Ground Rules When Facing Imminent Restructuring

When a company is undergoing restructuring, it’s vital to know how to appropriately structure an executive compensation program and what pitfalls to avoid.

Starting in early 2015 and through 2016, there were over 200 bankruptcies in the oil and gas sector. Two-thirds of these were in Texas, but the impact was felt across the country involving almost $140 billion in total debt. Since that initial wave, the oilfield services segment alone has seen over 200 additional filings, with E&Ps also exceeding 200 additional bankruptcies in the same time period. By comparison, the pace of bankruptcy filings in the second quarter of 2020 exceeded all other quarters since 2016 for E&Ps and 2017 for oilfield services.

What will occur in 2020 depends upon the length of the current downturn, but it has the potential to repeat the impact we saw in the protracted period of the mid-1980s, when two-thirds of the small- to mid-sized domestic producers were wiped out. A similar impact was felt in the services sector and reverberated into companies in other industries that fed from energy industry activity.

What appears to be absent this year is the underlying optimism many stakeholders held onto in previous restructuring waves within the energy industry. Further, the scrutiny on compensation packages being put in place this year is unparalleled, regardless of industry. The current spotlight is bringing with it a heavy hand to the compensation management process.
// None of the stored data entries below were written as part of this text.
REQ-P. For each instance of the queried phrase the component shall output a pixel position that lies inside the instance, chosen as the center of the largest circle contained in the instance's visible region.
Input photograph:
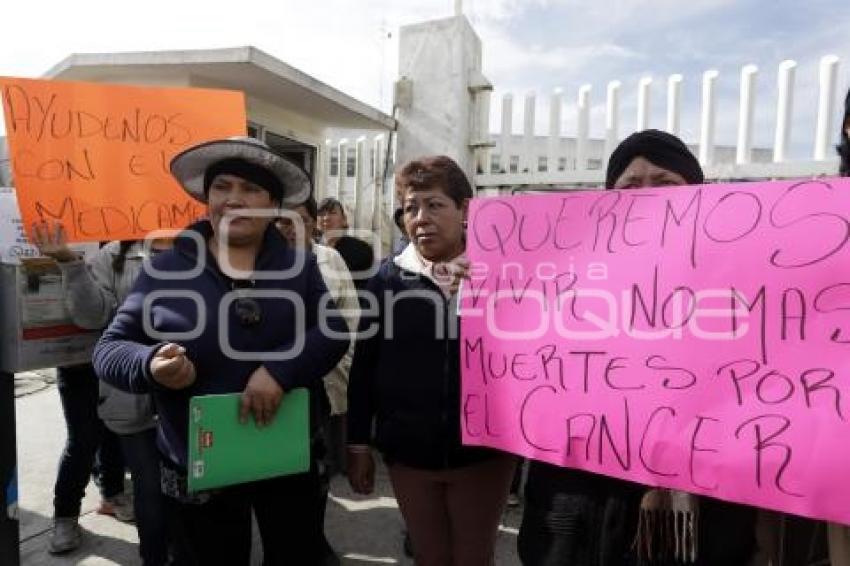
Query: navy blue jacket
(405, 377)
(122, 356)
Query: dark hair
(119, 260)
(310, 206)
(328, 204)
(844, 147)
(434, 172)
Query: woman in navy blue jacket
(406, 378)
(200, 320)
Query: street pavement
(363, 530)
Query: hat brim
(190, 166)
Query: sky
(528, 45)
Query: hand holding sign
(52, 241)
(261, 397)
(172, 368)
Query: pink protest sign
(696, 338)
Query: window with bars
(495, 158)
(350, 162)
(562, 164)
(333, 166)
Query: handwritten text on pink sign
(696, 338)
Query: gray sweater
(93, 292)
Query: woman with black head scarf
(577, 518)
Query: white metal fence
(580, 160)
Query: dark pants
(219, 531)
(78, 392)
(576, 518)
(142, 457)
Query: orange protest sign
(95, 156)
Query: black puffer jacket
(406, 377)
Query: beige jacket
(341, 288)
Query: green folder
(222, 451)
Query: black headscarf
(661, 149)
(252, 172)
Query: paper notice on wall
(14, 245)
(13, 240)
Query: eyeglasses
(247, 309)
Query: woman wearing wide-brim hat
(220, 261)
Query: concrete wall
(439, 58)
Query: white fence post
(612, 119)
(507, 131)
(555, 104)
(342, 148)
(376, 220)
(526, 160)
(583, 126)
(745, 114)
(359, 184)
(706, 135)
(828, 73)
(784, 109)
(644, 93)
(674, 103)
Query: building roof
(238, 68)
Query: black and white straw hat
(190, 166)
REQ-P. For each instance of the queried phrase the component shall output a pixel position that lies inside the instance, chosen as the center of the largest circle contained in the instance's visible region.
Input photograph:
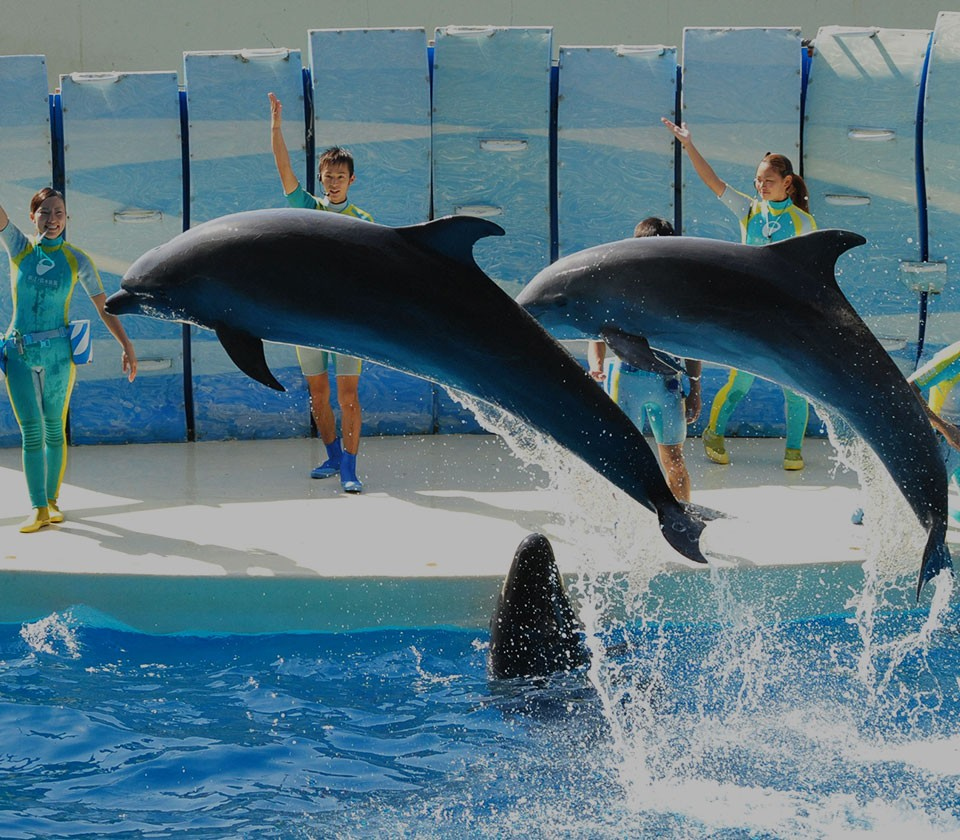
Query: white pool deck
(236, 537)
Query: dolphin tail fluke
(936, 558)
(246, 351)
(682, 526)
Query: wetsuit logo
(44, 264)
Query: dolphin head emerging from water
(775, 311)
(534, 631)
(410, 298)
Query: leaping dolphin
(534, 631)
(411, 298)
(775, 311)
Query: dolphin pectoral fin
(246, 351)
(635, 350)
(935, 559)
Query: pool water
(823, 727)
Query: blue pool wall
(562, 147)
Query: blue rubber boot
(348, 474)
(332, 465)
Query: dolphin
(411, 298)
(775, 311)
(534, 631)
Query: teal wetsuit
(760, 224)
(313, 361)
(40, 369)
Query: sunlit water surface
(744, 727)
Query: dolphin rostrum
(775, 311)
(411, 298)
(534, 631)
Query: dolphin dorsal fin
(819, 249)
(452, 236)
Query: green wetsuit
(40, 370)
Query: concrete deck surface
(440, 514)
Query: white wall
(125, 35)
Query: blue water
(732, 730)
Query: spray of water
(753, 719)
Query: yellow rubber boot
(792, 460)
(713, 446)
(39, 518)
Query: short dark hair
(654, 226)
(335, 155)
(41, 196)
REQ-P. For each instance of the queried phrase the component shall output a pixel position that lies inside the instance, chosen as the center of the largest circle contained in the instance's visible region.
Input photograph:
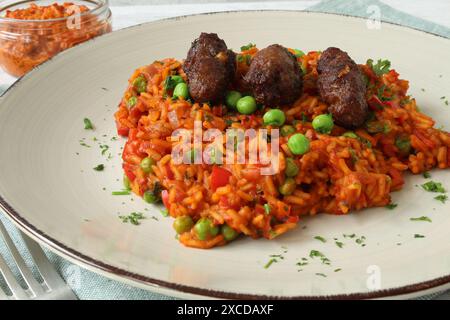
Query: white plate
(53, 194)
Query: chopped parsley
(165, 213)
(84, 144)
(104, 148)
(100, 167)
(88, 124)
(361, 241)
(274, 258)
(121, 193)
(339, 244)
(133, 218)
(391, 206)
(442, 198)
(432, 186)
(268, 264)
(321, 239)
(381, 67)
(318, 254)
(247, 47)
(423, 218)
(298, 53)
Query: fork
(53, 286)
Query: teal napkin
(359, 8)
(89, 285)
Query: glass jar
(28, 38)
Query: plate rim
(148, 282)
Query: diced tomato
(397, 179)
(219, 177)
(165, 198)
(293, 219)
(429, 143)
(133, 134)
(129, 171)
(136, 112)
(251, 174)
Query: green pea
(132, 102)
(183, 224)
(298, 144)
(291, 168)
(190, 156)
(181, 91)
(204, 228)
(146, 164)
(140, 84)
(232, 98)
(229, 233)
(287, 130)
(323, 123)
(298, 53)
(274, 117)
(246, 105)
(126, 183)
(150, 197)
(288, 187)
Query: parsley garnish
(318, 254)
(247, 47)
(442, 198)
(121, 193)
(100, 167)
(165, 213)
(133, 218)
(391, 206)
(381, 67)
(432, 186)
(268, 264)
(321, 239)
(423, 218)
(88, 124)
(104, 148)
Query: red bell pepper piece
(219, 177)
(165, 198)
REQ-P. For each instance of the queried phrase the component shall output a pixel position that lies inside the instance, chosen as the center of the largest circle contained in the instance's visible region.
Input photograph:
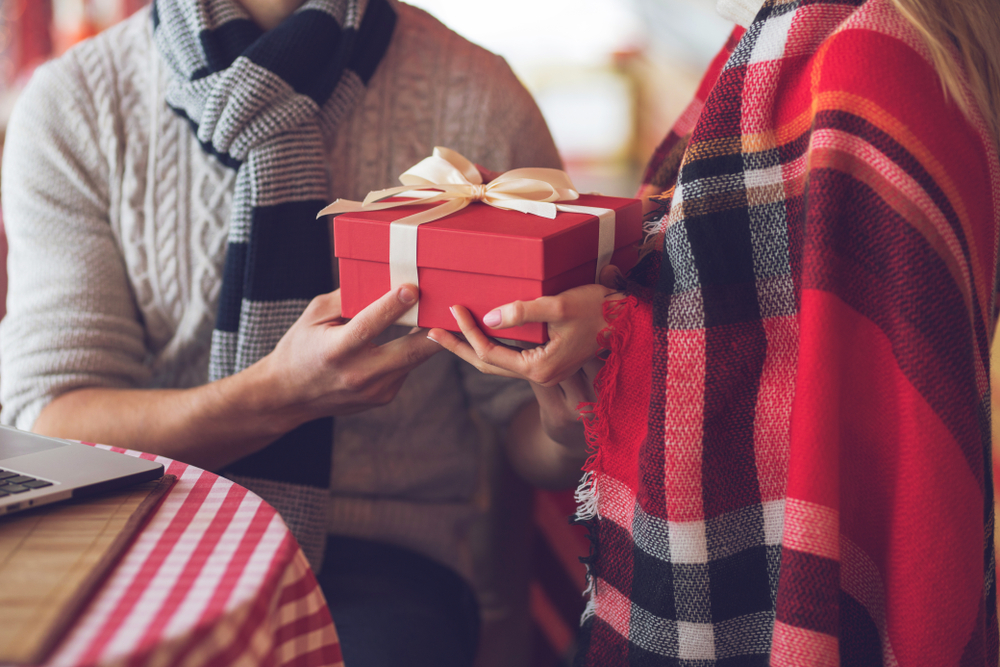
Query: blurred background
(609, 75)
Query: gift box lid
(484, 239)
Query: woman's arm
(545, 442)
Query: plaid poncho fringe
(802, 475)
Now more than ever, companies should call on compensation ground rules learned from the past when navigating through a reorganization.

When a Bankruptcy or Reorganization is Imminent

There is no higher-risk time for a company than leading up to and through a bankruptcy process. During this time of uncertainty, it is crucial to retain a substantial portion of your high performing team and those with critical institutional knowledge. With fiduciary duties to all stakeholders, the company leadership and rank-and-file alike need to be operating on all cylinders and be motivated to get the company to a good outcome through the restructuring process.
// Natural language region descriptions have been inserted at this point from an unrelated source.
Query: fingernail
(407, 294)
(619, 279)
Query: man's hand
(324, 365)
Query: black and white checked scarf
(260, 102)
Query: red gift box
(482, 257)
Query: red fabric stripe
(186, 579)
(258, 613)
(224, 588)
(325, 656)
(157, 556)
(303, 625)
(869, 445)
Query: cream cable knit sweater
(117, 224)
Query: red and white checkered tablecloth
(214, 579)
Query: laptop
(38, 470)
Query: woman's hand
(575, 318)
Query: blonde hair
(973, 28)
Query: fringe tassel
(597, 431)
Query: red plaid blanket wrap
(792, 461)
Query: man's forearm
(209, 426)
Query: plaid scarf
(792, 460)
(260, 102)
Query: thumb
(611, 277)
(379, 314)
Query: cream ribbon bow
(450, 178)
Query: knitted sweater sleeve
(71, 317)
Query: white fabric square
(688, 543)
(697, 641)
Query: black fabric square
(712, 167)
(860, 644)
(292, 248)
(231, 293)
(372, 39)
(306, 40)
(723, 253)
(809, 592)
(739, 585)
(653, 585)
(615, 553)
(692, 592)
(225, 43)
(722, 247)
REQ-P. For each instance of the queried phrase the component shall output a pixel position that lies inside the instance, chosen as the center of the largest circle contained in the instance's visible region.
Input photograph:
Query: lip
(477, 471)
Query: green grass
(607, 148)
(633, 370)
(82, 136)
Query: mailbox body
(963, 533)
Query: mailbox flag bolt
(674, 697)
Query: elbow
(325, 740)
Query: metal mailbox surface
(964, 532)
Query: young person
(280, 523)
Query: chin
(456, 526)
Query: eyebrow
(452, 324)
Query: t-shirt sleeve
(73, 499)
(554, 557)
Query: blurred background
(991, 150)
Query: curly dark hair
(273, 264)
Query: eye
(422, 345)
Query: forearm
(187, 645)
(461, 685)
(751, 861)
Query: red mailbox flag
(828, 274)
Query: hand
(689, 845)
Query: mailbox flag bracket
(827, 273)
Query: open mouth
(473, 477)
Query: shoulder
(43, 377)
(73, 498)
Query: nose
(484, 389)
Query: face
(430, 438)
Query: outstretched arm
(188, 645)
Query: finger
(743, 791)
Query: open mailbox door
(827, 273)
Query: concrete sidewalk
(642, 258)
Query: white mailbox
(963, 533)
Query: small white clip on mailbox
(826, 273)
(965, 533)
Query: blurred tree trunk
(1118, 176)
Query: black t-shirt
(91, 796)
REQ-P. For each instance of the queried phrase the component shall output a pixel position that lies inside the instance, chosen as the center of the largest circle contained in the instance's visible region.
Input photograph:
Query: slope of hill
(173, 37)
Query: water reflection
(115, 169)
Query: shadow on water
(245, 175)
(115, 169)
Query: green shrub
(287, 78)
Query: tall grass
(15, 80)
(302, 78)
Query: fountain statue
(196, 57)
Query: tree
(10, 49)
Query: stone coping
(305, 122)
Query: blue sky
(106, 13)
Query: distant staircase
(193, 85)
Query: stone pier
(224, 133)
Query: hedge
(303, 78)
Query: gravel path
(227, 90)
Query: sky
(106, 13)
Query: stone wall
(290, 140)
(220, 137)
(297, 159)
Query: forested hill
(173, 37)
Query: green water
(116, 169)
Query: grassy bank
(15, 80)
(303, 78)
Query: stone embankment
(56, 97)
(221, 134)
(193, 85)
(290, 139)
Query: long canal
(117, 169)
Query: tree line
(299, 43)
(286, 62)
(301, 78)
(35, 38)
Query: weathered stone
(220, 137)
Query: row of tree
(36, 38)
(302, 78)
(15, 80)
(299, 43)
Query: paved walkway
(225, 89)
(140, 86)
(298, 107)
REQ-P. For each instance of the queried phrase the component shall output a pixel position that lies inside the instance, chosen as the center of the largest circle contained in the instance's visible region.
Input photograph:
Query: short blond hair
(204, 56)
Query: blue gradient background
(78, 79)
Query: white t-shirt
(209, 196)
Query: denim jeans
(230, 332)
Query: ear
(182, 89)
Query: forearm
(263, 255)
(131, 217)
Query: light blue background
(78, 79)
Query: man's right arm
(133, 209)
Market-based compensation packages, including well-structured incentive arrangements, are necessary to ensure motivated and engaged workforces. The design of these compensation programs has to walk a fine line that balances retention, motivation, and reasonableness along with legal and regulatory restrictions. Keeping this in mind, when a reorganization is on the horizon, companies should focus on developing a compensation program with three key features.

  • Ensures company survival: Survival is generally in the best interests of all stakeholders invested in the enterprise on a go-forward basis. This is particularly true for creditors and the broader (non-executive) employee base.
  • Incentivizes the successful execution of restructuring plan: During bankruptcy, a company’s human capital assets need to be laser-focused on one thing—assisting in the development of the restructuring plan and leading the charge in implementing such plan to secure a successful emergence.
  • Is reasonable and defensible in terms of quantum, timing, and mechanism: All compensation packages will eventually need to be court-approved and prima facie reasonable.
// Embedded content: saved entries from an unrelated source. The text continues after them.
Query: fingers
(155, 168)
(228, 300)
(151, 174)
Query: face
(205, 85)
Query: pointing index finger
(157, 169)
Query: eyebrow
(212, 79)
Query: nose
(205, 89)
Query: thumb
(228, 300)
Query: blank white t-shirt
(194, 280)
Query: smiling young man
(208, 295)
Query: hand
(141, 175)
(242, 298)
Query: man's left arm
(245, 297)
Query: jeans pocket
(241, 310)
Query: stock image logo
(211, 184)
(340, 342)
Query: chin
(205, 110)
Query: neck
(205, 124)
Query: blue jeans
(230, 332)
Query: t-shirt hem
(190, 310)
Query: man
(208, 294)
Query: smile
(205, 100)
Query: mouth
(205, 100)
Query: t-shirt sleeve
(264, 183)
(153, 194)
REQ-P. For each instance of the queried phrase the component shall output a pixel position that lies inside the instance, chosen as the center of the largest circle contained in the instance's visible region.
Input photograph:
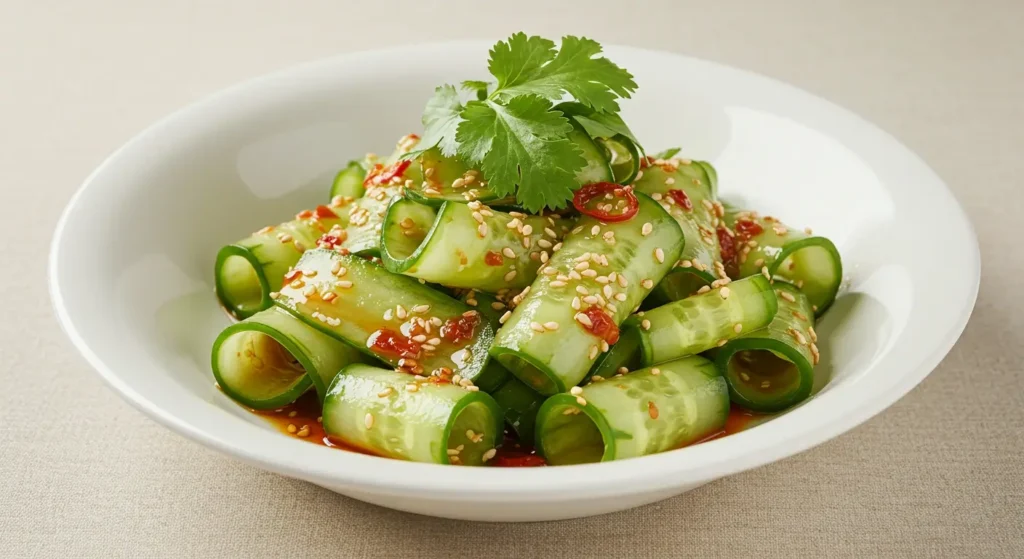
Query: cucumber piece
(699, 323)
(360, 303)
(623, 156)
(773, 369)
(348, 181)
(635, 415)
(366, 218)
(519, 401)
(597, 168)
(552, 360)
(625, 353)
(812, 263)
(450, 179)
(271, 358)
(246, 272)
(468, 245)
(393, 415)
(683, 187)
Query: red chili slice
(597, 190)
(681, 199)
(494, 258)
(382, 175)
(601, 325)
(727, 243)
(389, 341)
(460, 329)
(747, 228)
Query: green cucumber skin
(320, 355)
(553, 361)
(348, 181)
(454, 252)
(406, 425)
(270, 257)
(698, 223)
(366, 218)
(776, 337)
(443, 171)
(357, 311)
(699, 323)
(688, 396)
(817, 270)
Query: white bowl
(131, 261)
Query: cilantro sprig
(512, 129)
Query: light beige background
(941, 473)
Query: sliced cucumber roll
(467, 245)
(348, 181)
(685, 189)
(392, 317)
(645, 412)
(270, 358)
(246, 272)
(810, 262)
(772, 369)
(394, 415)
(571, 312)
(699, 323)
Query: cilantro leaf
(477, 87)
(522, 147)
(529, 66)
(597, 124)
(440, 120)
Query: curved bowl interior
(131, 261)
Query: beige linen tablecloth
(941, 473)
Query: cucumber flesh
(467, 245)
(702, 321)
(639, 414)
(379, 411)
(246, 272)
(270, 358)
(363, 304)
(810, 262)
(772, 369)
(552, 360)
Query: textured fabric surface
(939, 474)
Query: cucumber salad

When compensation packages are properly designed with bankruptcy in mind and both market-competitive and supportable in costs and coverage, they act as the catalyst to processes that support a successful restructuring. When reasonable, they tend to get wide-spread support from the creditors, lenders, and large shareholders who most often play a sizeable role in deal structuring, and they secure the focus of human capital to the tasks at hand.

Compensation Design for Reorganization

When a company falls into financial distress, status quo compensation programs generally produce little forward incentive for key employees to stay put and face the upcoming challenges and turbulence a restructuring brings. Incentive plan payouts (both short- and long-term) are likely no longer achievable, vested and unvested equity awards have little to no value, and management is undoubtedly looking at additional work and longer hours. When transitioning to a distressed environment compensation program, there are a few key design aspects to keep in mind.

  • Programs need to appropriately compensate for the additional efforts, timelines, milestones, and actions associated with navigating a restructuring.
  • Performance hurdles should focus on short-term goals (even quarterly); often driven by milestones rather than financial targets and paid in cash.
  • Total compensation opportunities should reflect either (i) current target compensation values or (ii) competitive market opportunities when determining the value of the redesigned program. In most cases, the total value will be less than, or at most equal to, previous target values. Such values are not designed to “make up” for lost performance-based compensation opportunity, but rather to be competitive to ensure retention of key talent through the reorganization of the company.

Be Aware of Clawback Pitfalls

Finally, if the desire is to roll the incentive plan(s) into a key employee incentive plan (KEIP) or a key employee retention plan (KERP) plan, there are additional guidelines and considerations to be aware of. Recent trends within the restructuring world suggest compensation for “insiders” in these environments includes an increasing prevalence of upfront, pre-petition payments that are subject to clawback (no proration) if the insider leaves the company or is terminated for cause. It is important to note that when these types of awards are implemented and a company subsequently commences reorganization, those payments may also be subject to clawback risk under Section 548 of the Bankruptcy Code, or non-payment risk if the insider’s plan participation agreement is rejected. That said, case law as evidence of this type of risk is limited at this point in time.

Engage the Right Expertise for the Circumstances

Your company’s legal teams, along with HR, will be stretched quite thin when a restructuring is looming. While those groups may have a solid understanding of many of the compensation rules that come into play, there are important details that cannot be left to chance, particularly when it comes to change-in-control provisions and potentially tricky tax rules. Ensure you have the support of experienced advisors for all of the technical aspects of executive compensation in this business stage, as well as the pay plan design levers that can keep needed management in place throughout the process.